Keynes vs. Hayek: Book Review

 

Amazon.com: Keynes Hayek: The Clash that Defined Modern Economics eBook: Wapshott, Nicholas: Kindle Store

https://www.amazon.com/Keynes-Hayek-Defined-Modern-Economics-ebook/dp/B005LW5K6G/ref=sr_1_2?crid=202BVJKASAO9L&dchild=1&keywords=keynes+hayek+the+clash+that+defined+modern+economics&qid=1625904537&sprefix=Keynes+Hayek%2Caps%2C216&sr=8-2

by 
Nicholas Wapshott

I liked this book on two of the most influential economists of the Twentieth Century. Wapshott is an engaging writer who can combine personal portraits with clear explanations of the underlying issues. Keynes was likely the most influential economist of the Century, and his intellectual brilliance intimidated even mega-minds like Bertrand Russell and Wittgenstein. He was at the negotiations over the end of the First World War and correctly predicted that its disastrous provisions would lead to another War in his article The Economic Consequences of Peace. His role as a Cassandra was further cemented by his prediction of the disastrous attempt of Britain to return to the gold standard. The Great Depression which started in 1929 led to his radical prescription for a cure: massive deficit spending to stimulate demand. This attracted the attention of many young economists working for Roosevelt, and small scale effort were modestly successful until FDR’s natural timidity led him to pull the plug and plunge the US into another sharp recession.
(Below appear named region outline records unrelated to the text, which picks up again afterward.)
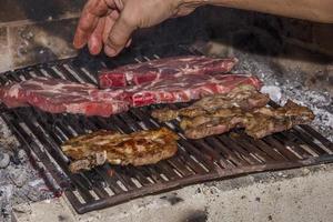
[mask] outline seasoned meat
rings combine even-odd
[[[51,113],[109,117],[129,110],[129,102],[93,97],[99,89],[88,83],[33,78],[0,88],[0,100],[9,108],[33,105]]]
[[[184,75],[200,75],[230,72],[238,59],[213,59],[208,57],[183,56],[155,59],[148,62],[127,64],[113,70],[101,70],[100,87],[119,88],[157,83]]]
[[[118,90],[100,90],[92,84],[61,79],[33,78],[0,88],[0,100],[10,108],[33,105],[51,113],[110,117],[128,111],[130,107],[188,102],[226,93],[244,84],[261,87],[255,77],[246,74],[185,75]]]
[[[120,165],[145,165],[171,158],[179,137],[167,128],[123,134],[98,131],[67,141],[61,148],[73,161],[72,172],[89,170],[104,162]]]
[[[205,97],[188,108],[180,110],[172,110],[169,108],[154,110],[152,117],[160,122],[165,122],[178,117],[194,118],[204,115],[225,108],[236,107],[242,110],[251,110],[253,108],[264,107],[269,101],[269,95],[258,92],[256,88],[253,85],[241,84],[228,93]]]
[[[259,108],[244,111],[240,108],[221,109],[211,114],[184,118],[181,128],[185,137],[200,139],[221,134],[234,128],[244,128],[254,139],[289,130],[296,124],[306,124],[314,119],[313,112],[292,101],[278,109]]]

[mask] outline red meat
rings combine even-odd
[[[206,74],[229,72],[238,62],[235,58],[212,59],[208,57],[173,57],[149,62],[128,64],[114,70],[99,73],[100,87],[103,89],[139,85],[162,79],[176,79],[188,74]]]

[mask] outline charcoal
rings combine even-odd
[[[10,163],[10,157],[8,153],[0,153],[0,169],[7,168]]]

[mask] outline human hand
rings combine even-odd
[[[105,54],[114,57],[131,43],[134,30],[186,16],[201,3],[201,0],[89,0],[73,44],[77,49],[88,44],[92,54],[104,48]]]

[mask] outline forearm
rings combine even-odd
[[[333,0],[182,0],[333,23]]]

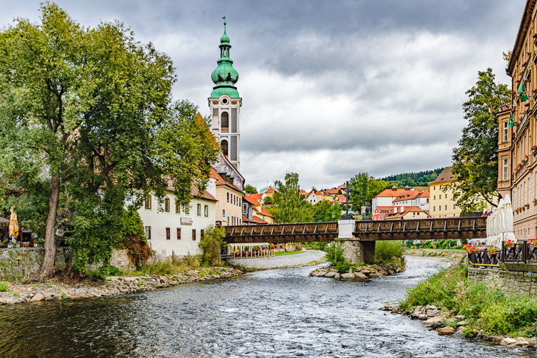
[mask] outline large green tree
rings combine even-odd
[[[313,220],[311,204],[306,201],[306,197],[300,195],[298,175],[288,173],[285,183],[276,180],[277,190],[274,193],[272,213],[276,223],[308,223]]]
[[[359,173],[348,182],[351,190],[349,202],[354,210],[359,210],[362,206],[371,206],[371,200],[383,190],[390,188],[390,184],[384,180],[377,180],[367,173]]]
[[[457,205],[468,211],[482,198],[496,204],[498,178],[497,108],[510,102],[507,85],[495,82],[491,68],[478,72],[476,85],[466,91],[463,104],[468,123],[453,149],[451,171],[456,180],[451,185]],[[489,108],[493,113],[489,113]]]
[[[120,235],[126,199],[139,204],[169,188],[187,205],[218,148],[195,106],[171,106],[167,55],[119,22],[85,28],[54,3],[41,11],[40,24],[18,19],[0,31],[0,147],[9,153],[0,182],[28,195],[40,187],[46,198],[42,279],[54,270],[59,208],[70,212],[73,240],[114,242],[105,236]],[[81,261],[106,257],[93,252],[100,245],[71,243]]]

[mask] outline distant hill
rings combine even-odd
[[[429,183],[436,179],[443,168],[438,168],[433,170],[426,170],[418,173],[404,173],[396,175],[381,178],[381,180],[387,181],[400,186],[428,186]]]

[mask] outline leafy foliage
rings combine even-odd
[[[350,193],[349,202],[355,210],[362,206],[371,206],[371,200],[377,194],[391,185],[384,180],[377,180],[367,173],[360,173],[354,175],[348,183],[353,188]]]
[[[490,334],[508,334],[528,326],[534,328],[531,326],[537,320],[537,298],[470,281],[467,272],[462,264],[440,271],[410,289],[401,307],[436,305],[453,314],[464,314],[469,327]]]
[[[199,242],[199,247],[204,252],[201,255],[202,264],[211,266],[221,265],[221,249],[226,245],[224,240],[225,237],[226,231],[224,227],[210,227],[205,230]]]
[[[257,188],[254,185],[251,185],[250,184],[246,184],[246,185],[244,185],[244,189],[246,194],[257,194]]]
[[[173,187],[187,205],[219,148],[195,106],[171,103],[167,55],[119,22],[84,28],[54,3],[41,10],[41,24],[0,31],[0,183],[19,194],[4,204],[21,223],[44,230],[49,275],[59,210],[74,228],[74,267],[106,262],[125,200]]]
[[[345,262],[345,257],[343,255],[343,242],[338,241],[333,242],[326,250],[326,260],[331,265],[333,265]]]
[[[427,186],[429,183],[436,179],[443,168],[439,168],[433,170],[424,170],[418,173],[404,173],[396,175],[390,175],[381,178],[391,184],[398,187],[405,186]]]
[[[306,201],[306,198],[300,195],[298,175],[288,173],[285,176],[285,183],[276,180],[278,188],[274,193],[272,201],[274,203],[271,213],[276,223],[308,223],[313,220],[311,204]]]
[[[451,171],[456,177],[448,188],[453,192],[457,205],[464,211],[476,200],[483,198],[494,205],[498,176],[498,123],[496,109],[510,101],[507,85],[496,83],[491,68],[478,72],[476,85],[466,91],[463,104],[468,125],[463,129],[458,145],[453,149]]]
[[[336,221],[341,216],[343,205],[338,203],[331,203],[321,200],[313,205],[313,221],[322,223],[326,221]]]

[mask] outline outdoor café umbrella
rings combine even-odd
[[[11,216],[9,218],[9,237],[16,240],[19,236],[19,221],[17,221],[16,213],[11,208]]]

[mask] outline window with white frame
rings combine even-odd
[[[503,122],[503,141],[506,142],[508,138],[509,128],[507,121]]]
[[[507,180],[507,158],[503,158],[503,180]]]

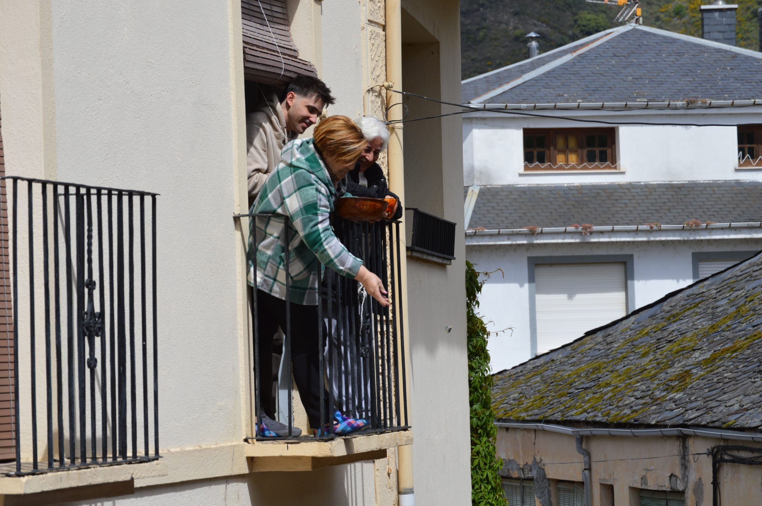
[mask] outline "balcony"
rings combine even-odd
[[[267,215],[243,215],[253,219]],[[287,225],[288,218],[279,216]],[[247,456],[254,457],[252,471],[309,470],[324,466],[385,457],[386,449],[410,444],[406,368],[407,348],[404,331],[402,289],[404,249],[400,246],[400,222],[359,223],[334,216],[333,229],[350,252],[381,278],[392,302],[383,307],[368,295],[357,281],[340,275],[323,266],[319,280],[317,305],[317,336],[319,350],[318,384],[320,390],[319,426],[313,433],[294,389],[292,375],[291,343],[293,321],[287,315],[283,331],[283,358],[278,368],[274,404],[277,418],[287,426],[303,429],[303,435],[291,433],[283,437],[264,437],[255,431],[246,438],[250,443]],[[256,230],[256,228],[255,228]],[[258,237],[258,243],[262,237]],[[289,238],[286,237],[287,243]],[[287,293],[292,278],[286,266]],[[251,312],[258,307],[257,291],[250,292]],[[253,332],[256,372],[263,361],[259,356],[260,340],[266,339],[255,325]],[[255,374],[256,377],[256,374]],[[268,395],[269,385],[255,384],[255,427],[261,427],[264,410],[261,400]],[[328,406],[328,407],[326,407]],[[363,418],[368,425],[347,435],[335,433],[335,410],[344,415]]]
[[[162,473],[157,196],[2,183],[0,494]]]

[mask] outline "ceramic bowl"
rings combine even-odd
[[[336,213],[353,221],[375,221],[381,218],[386,206],[383,199],[367,197],[341,197],[336,202]]]

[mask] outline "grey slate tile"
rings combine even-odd
[[[762,221],[762,182],[482,186],[469,227],[683,224],[694,218],[716,223]]]
[[[498,373],[497,418],[759,430],[760,279],[762,254]]]
[[[712,37],[729,40],[735,27],[709,19]],[[762,98],[762,59],[728,49],[711,47],[636,27],[610,36],[540,75],[487,100],[490,103],[626,102],[687,99]],[[463,101],[519,78],[579,49],[564,50],[520,62],[509,69],[462,86]]]

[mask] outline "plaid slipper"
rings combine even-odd
[[[259,437],[260,438],[280,438],[278,434],[275,434],[265,425],[264,423],[259,426]]]
[[[334,434],[338,436],[344,436],[351,432],[355,432],[365,428],[368,425],[368,421],[363,418],[351,418],[341,414],[341,411],[334,413],[338,423],[334,425]]]
[[[313,428],[312,434],[315,434],[315,438],[328,438],[331,434],[331,425],[325,425],[321,428]]]

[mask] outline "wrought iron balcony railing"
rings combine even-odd
[[[244,215],[252,219],[267,215]],[[287,225],[287,217],[280,217]],[[391,305],[383,307],[373,299],[358,282],[324,267],[320,276],[320,297],[317,306],[317,339],[320,388],[320,427],[327,430],[310,432],[301,441],[325,441],[336,437],[334,412],[363,418],[369,425],[358,434],[399,431],[408,428],[404,315],[401,285],[402,265],[399,221],[358,223],[335,216],[334,231],[350,252],[378,275],[389,291]],[[257,237],[256,240],[261,240]],[[290,238],[284,237],[285,243]],[[291,254],[291,252],[289,252]],[[285,262],[287,284],[290,284],[289,261]],[[256,313],[257,291],[251,291],[251,312]],[[293,304],[291,305],[293,307]],[[290,315],[287,317],[290,317]],[[256,318],[255,319],[256,320]],[[292,385],[290,320],[284,333],[283,358],[277,387],[280,422],[294,425]],[[257,325],[254,329],[255,371],[271,357],[260,356],[259,341],[263,339]],[[263,396],[271,395],[271,385],[263,387],[255,382],[257,427],[261,427]],[[328,406],[326,409],[325,406]],[[318,428],[313,427],[312,428]],[[280,439],[290,440],[293,433]],[[260,431],[247,439],[271,441]]]
[[[12,363],[0,364],[11,427],[0,444],[15,462],[0,473],[159,458],[156,194],[2,183]]]

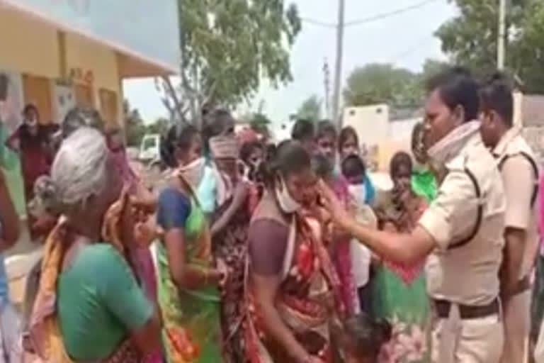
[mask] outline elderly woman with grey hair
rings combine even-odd
[[[62,216],[30,318],[35,353],[47,362],[142,362],[160,350],[160,320],[127,257],[130,203],[103,136],[72,133],[45,182],[42,203]]]

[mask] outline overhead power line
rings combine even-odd
[[[380,14],[376,14],[372,16],[368,16],[368,18],[363,18],[362,19],[359,20],[354,20],[351,21],[348,21],[346,23],[346,26],[358,26],[361,24],[366,24],[367,23],[371,23],[373,21],[376,21],[381,19],[385,19],[386,18],[390,18],[391,16],[395,16],[395,15],[402,14],[404,13],[407,13],[408,11],[411,11],[412,10],[416,10],[419,8],[422,8],[423,6],[437,1],[438,0],[425,0],[424,1],[419,2],[417,4],[414,4],[413,5],[410,5],[409,6],[406,6],[404,8],[400,8],[396,10],[392,10],[391,11],[388,11],[387,13],[382,13]]]
[[[354,20],[351,21],[347,21],[344,24],[344,27],[350,27],[350,26],[360,26],[362,24],[366,24],[368,23],[372,23],[373,21],[376,21],[378,20],[385,19],[387,18],[390,18],[392,16],[395,16],[397,15],[400,15],[404,13],[407,13],[408,11],[411,11],[412,10],[416,10],[420,8],[424,7],[424,6],[438,1],[438,0],[424,0],[423,1],[420,1],[416,4],[414,4],[412,5],[404,6],[403,8],[399,8],[395,10],[392,10],[391,11],[387,11],[385,13],[381,13],[379,14],[373,15],[372,16],[368,16],[367,18],[363,18],[361,19]],[[305,21],[306,23],[308,23],[309,24],[313,24],[318,26],[322,26],[324,28],[336,28],[336,24],[332,23],[327,23],[325,21],[321,21],[316,19],[312,19],[311,18],[302,18],[302,21]]]

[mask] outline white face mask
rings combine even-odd
[[[456,127],[442,138],[429,150],[427,155],[433,168],[439,169],[450,157],[455,155],[463,145],[463,141],[472,134],[479,132],[480,121],[466,122]]]
[[[287,186],[283,181],[283,178],[281,178],[280,180],[281,190],[277,187],[276,188],[276,198],[278,199],[280,208],[285,213],[295,213],[300,208],[300,204],[293,199],[289,191],[287,190]]]
[[[348,190],[358,206],[362,206],[366,201],[366,188],[365,184],[350,184]]]
[[[204,158],[199,157],[187,165],[180,167],[178,171],[191,186],[196,189],[198,187],[198,184],[200,184],[202,177],[204,175]]]

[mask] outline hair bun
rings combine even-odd
[[[380,345],[391,340],[393,328],[390,323],[386,320],[380,319],[375,321],[375,325],[378,333],[377,336],[381,342]]]

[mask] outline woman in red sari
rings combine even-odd
[[[299,213],[316,183],[310,157],[288,140],[267,159],[266,190],[249,232],[246,356],[251,363],[329,363],[339,281]]]

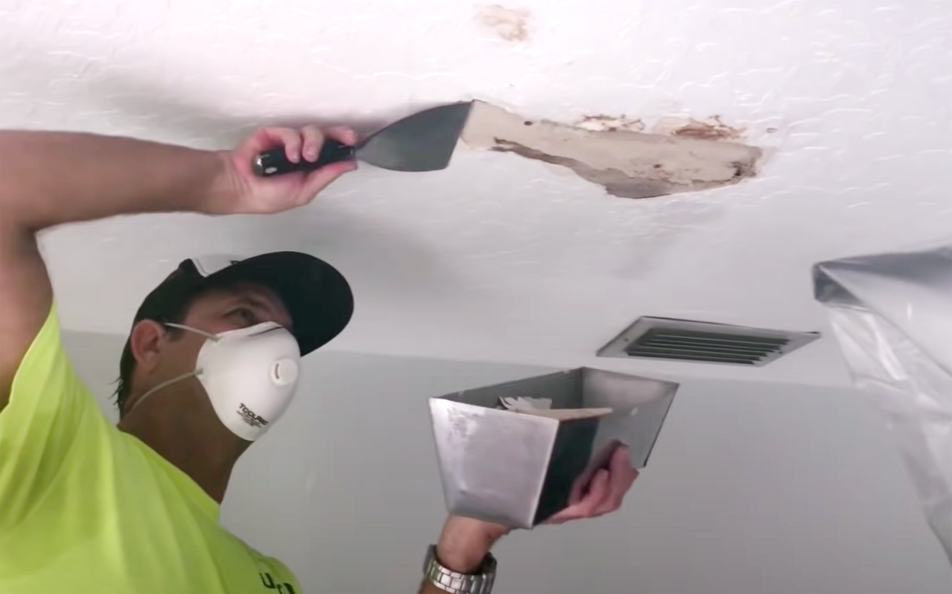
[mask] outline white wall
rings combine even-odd
[[[103,396],[121,340],[69,333]],[[425,398],[542,368],[318,353],[243,459],[223,522],[311,592],[408,592],[444,508]],[[876,411],[843,390],[688,381],[612,516],[518,533],[499,592],[946,593]]]

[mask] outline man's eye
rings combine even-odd
[[[257,316],[248,307],[239,307],[238,309],[232,311],[231,315],[239,318],[242,322],[248,324],[248,326],[253,326],[258,323]]]

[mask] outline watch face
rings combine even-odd
[[[440,564],[436,557],[436,545],[430,544],[423,573],[433,585],[450,594],[489,594],[496,578],[496,558],[487,554],[479,573],[457,573]]]

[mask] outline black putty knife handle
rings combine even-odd
[[[317,161],[307,161],[304,157],[297,163],[291,163],[285,154],[285,148],[271,148],[259,154],[251,164],[251,169],[260,177],[283,175],[292,171],[310,171],[338,161],[347,161],[354,158],[354,148],[337,142],[333,138],[325,138]]]

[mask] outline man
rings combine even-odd
[[[327,134],[357,140],[343,129]],[[63,352],[35,235],[125,213],[306,205],[355,166],[263,179],[251,162],[281,146],[291,161],[314,161],[323,138],[314,127],[263,129],[214,152],[0,132],[0,592],[302,591],[281,562],[218,525],[218,506],[238,457],[287,406],[300,354],[349,320],[347,282],[295,252],[182,263],[136,314],[112,426]],[[618,508],[635,476],[619,450],[551,522]],[[506,532],[449,517],[421,591],[487,592],[489,548]]]

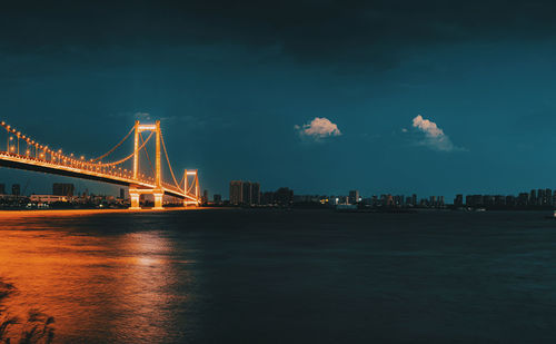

Meanwhile, in Germany, Hitler’s massive military buildup and road building provided a kind of military Keynesianism that produced a strong recovery.

Back in England, Hayek, who had fought for Austria in the First War, had presided over the classical economic resistance to Keynes, strongly opposed to stimulus and waving the flag of Austrian Economics.

After the Second War, Keynes died, and, in Hayek’s words, “became a saint.” His prescriptions were enthusiastically applied (and over applied) and producing a two and one half decades of unprecedented prosperity. The excesses eventually triggered strong inflation (again as Keynes had predicted) and the dreaded stagflation of inflation and unemployment.

After the War, Hayek had produced his most successful publication, a long pamphlet or short book called The Road to Serfdom. Its message was that government intervention in the economy inevitably led to the kind of tyranny of Nazi Germany, Fascist Italy, or The Soviet Union. Hence laissez faire capitalism must be allowed to work its magic.

This became the battle cry of the reaction, and the motto of Reagan and Thatcher. Thatcher in particular, aggressively deconstructed British socialism. Reagan talked Hayek, but ran his own military Keynesian buildup. Meanwhile, brutal austerity managed to squeeze out inflation, at the cost of high unemployment. Hayek’s ideas were triumphant, though unemployment remained high. Hayek even got the New Economics Nobel, even though even his followers, like Milton Friedman, found his economics writings unintelligible.

Self-regulating capitalism came crashing down in The Great Recession of 2007–2008, and Keynesianism suddenly became respectable again. Even Robert Lucas, high priest of the anti-Keynesian school of Chicago said “We are all Keynesians in the foxhole.”

Hayek’s most important influence was his critique of socialism and economic planning by governments.  Nonetheless, his specific economic works are criticized even by his supporters.  Milton Friedman, perhaps his most influential follower, found his economic works incomprehensible and incoherent.  He was not a pure libertarian, and believed universal government mandated health care and some other social welfare measures.  His legacy is tainted by racist statements and some bad personal behavior.

 

Keynes, like Hayek, was a capitalist, but he believed that a smooth functioning economy sometimes required large-scale government intervention.  He was a scientist, not an ideologue, and frequently changed his mind in response to circumstances and his own evolving understanding.